Francisco Rocha, o Rochinha, coordenador da tendência majoritária do PT, da qual Marta sempre fez parte, criticou a decisão da senadora, mas disse que a notícia da desfiliação não surpreendeu os petistas. A senadora viveu um verdadeiro litígio com o PT nos últimos meses.

— É uma perda para os dois lados. Historicamente, todos os que saíram do PT para tentar uma aventura fora se deram muito mal. Pau que bate em Chico bate em Francisco— disse Rochinha, para quem, em suas palavras, a eventual candidatura de Marta não mudaria as chances de Haddad ser reeleito.

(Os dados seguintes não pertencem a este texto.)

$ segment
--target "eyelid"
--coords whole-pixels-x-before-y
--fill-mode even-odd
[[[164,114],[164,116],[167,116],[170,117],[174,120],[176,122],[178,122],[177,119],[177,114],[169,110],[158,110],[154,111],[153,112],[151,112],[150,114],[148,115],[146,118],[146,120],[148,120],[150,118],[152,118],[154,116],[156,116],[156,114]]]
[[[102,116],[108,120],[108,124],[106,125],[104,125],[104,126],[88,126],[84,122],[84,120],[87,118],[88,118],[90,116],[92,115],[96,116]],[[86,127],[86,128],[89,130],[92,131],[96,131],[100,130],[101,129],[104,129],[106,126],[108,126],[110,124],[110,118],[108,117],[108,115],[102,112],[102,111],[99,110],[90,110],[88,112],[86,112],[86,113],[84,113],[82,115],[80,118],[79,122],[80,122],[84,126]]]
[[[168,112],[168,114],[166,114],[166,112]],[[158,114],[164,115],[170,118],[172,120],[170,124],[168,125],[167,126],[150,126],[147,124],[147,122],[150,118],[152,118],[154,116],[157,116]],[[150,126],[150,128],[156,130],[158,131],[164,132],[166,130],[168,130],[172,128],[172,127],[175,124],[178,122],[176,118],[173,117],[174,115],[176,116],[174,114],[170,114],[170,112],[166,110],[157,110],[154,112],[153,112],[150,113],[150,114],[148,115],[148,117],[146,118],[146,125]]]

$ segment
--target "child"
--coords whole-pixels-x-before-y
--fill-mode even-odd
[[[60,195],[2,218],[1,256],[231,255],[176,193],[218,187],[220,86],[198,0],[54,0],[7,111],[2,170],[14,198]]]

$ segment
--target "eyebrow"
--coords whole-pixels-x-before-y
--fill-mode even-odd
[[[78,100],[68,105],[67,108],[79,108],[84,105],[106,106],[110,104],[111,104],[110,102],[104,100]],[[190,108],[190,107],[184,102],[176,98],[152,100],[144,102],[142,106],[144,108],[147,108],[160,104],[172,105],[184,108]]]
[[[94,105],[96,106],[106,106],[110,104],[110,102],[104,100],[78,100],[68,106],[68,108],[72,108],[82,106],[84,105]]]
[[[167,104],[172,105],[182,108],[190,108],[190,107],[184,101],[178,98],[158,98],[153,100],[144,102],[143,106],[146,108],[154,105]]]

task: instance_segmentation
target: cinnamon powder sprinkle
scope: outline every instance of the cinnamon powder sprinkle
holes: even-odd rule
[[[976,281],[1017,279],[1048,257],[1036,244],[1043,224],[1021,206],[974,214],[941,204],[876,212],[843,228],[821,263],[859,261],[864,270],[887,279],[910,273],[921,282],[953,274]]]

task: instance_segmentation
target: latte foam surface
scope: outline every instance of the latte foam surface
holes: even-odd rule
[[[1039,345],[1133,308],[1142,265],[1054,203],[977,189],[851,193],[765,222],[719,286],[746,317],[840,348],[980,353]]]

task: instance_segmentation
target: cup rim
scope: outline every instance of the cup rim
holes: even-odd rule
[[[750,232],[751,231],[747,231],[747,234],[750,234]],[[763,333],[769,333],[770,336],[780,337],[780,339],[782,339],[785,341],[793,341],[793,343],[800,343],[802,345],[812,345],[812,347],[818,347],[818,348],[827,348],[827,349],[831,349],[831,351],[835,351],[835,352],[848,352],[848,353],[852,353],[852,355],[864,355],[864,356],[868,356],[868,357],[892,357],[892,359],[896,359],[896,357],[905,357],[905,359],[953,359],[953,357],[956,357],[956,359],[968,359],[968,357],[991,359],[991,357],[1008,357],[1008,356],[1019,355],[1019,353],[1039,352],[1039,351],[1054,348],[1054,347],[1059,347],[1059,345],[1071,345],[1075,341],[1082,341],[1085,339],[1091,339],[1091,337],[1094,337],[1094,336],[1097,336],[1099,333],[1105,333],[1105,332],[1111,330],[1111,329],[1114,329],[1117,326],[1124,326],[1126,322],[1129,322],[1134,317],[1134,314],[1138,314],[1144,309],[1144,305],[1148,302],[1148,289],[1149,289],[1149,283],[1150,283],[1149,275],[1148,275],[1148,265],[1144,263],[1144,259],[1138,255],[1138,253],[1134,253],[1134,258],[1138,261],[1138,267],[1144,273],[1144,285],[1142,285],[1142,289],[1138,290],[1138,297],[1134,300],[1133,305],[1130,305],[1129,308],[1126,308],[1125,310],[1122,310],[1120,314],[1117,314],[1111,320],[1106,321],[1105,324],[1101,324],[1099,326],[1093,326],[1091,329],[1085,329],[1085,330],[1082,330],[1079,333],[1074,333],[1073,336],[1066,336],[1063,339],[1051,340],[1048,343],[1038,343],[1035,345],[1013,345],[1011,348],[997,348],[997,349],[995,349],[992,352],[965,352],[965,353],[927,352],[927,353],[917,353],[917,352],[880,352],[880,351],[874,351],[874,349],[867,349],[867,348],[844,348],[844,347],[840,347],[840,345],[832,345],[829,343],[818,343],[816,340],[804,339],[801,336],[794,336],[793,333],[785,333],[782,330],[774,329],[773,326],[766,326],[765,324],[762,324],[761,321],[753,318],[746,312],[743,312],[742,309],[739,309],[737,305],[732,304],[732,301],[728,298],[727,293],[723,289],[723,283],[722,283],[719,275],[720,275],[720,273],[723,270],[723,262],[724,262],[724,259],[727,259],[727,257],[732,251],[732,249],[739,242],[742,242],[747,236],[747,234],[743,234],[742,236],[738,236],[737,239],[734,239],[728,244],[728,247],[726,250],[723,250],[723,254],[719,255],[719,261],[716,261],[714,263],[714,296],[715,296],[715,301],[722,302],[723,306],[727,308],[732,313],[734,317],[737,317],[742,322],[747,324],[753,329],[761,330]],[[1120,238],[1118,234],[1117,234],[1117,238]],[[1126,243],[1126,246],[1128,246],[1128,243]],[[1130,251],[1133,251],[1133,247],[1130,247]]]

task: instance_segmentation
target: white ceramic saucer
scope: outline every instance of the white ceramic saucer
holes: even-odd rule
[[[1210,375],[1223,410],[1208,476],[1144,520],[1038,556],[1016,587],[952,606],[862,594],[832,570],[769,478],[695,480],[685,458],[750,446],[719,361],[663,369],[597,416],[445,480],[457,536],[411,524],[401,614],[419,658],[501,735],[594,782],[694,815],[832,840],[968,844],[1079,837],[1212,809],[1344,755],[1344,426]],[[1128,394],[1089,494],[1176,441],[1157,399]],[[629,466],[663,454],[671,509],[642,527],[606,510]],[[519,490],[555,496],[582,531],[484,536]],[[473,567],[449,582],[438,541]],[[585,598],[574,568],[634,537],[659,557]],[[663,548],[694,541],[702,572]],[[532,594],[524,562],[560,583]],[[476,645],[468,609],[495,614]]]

Outro vice-presidente nacional do PT, Alberto Cantalice, confirmou que os petistas querem a vaga no Senado:

— O PT não deve nada para Marta. A devedora é ela, que foi eleita pela militância para todos os cargos que disputou. Vá, mas deixe o cargo— disse Cantalice.

Para o cientista político Carlos Melo, do Insper, a entrada de Marta na sucessão municipal faz com que Haddad dispute o pleito com uma adversária de seu próprio campo, complicando sua tentativa de reeleição. Por outro lado, a ex-petista vai atrair eleitores que hoje estão contra o partido do prefeito.

—Os dois concorreriam na mesma faixa (entre eleitores da periferia e votos à esquerda), mas é verdade também que ela tem potencial para pegar o voto anti-PT, conquistando eleitores do PSDB e de outros partidos. Ela está numa franja de oposição ao PT que hoje é muito grande— disse o especialista.

Segundo Melo, Marta deixou o PT porque se sentia “preterida” em diversas ocasiões:

—Marta vinha em rota de choque com o PT há muito tempo e, ultimamente, vem em um jogo de cotoveladas muito grande. Marta tem uma avaliação a respeito de si própria bastante positiva, achando que deveria ser candidata e acabando preterida pelo partido. Sua meta, agora, é ser prefeita e ela faz críticas que têm eco na sociedade. Mas não está deixando o PT apenas por indignação, mas por ter seu espaço cerceado.

Na opinião de Carlos Melo, o andamento da pauta no Congresso Nacional pode determinar ainda novas baixas no PT. Um dos insatisfeitos com o partido e o governo é o senador Paulo Paim (PT-RS), que já ameaçou deixar a legenda caso não haja modificações no ajuste fiscal proposto pelo ministro da Fazenda, Joaquim Levy.

Na tarde desta terça-feira, Marta divulgou um vídeo para seus eleitores em sua página nas redes sociais. No vídeo, a ex-petista diz que o PT se “desviou” de seus objetivos.

“Eu ajudei a fundar o PT há mais de trinta anos. E me orgulho de ter lutado para melhorar a vida dos brasileiros mais pobres, que nunca tiveram chance neste país. Mas o PT acabou se desviando do caminho certo e se contaminando com o poder. Eu quero dizer hoje a vocês que eu não me desviei dos valores que meus pais me ensinaram e que eu ensinei aos meus filhos. Que eu não me desviei da luta por um país mais justo. E que por essas razões, eu deixo hoje o partido. Não para desistir do caminho que iniciei há trinta anos. Mas para continuar a segui-lo”, diz a senadora.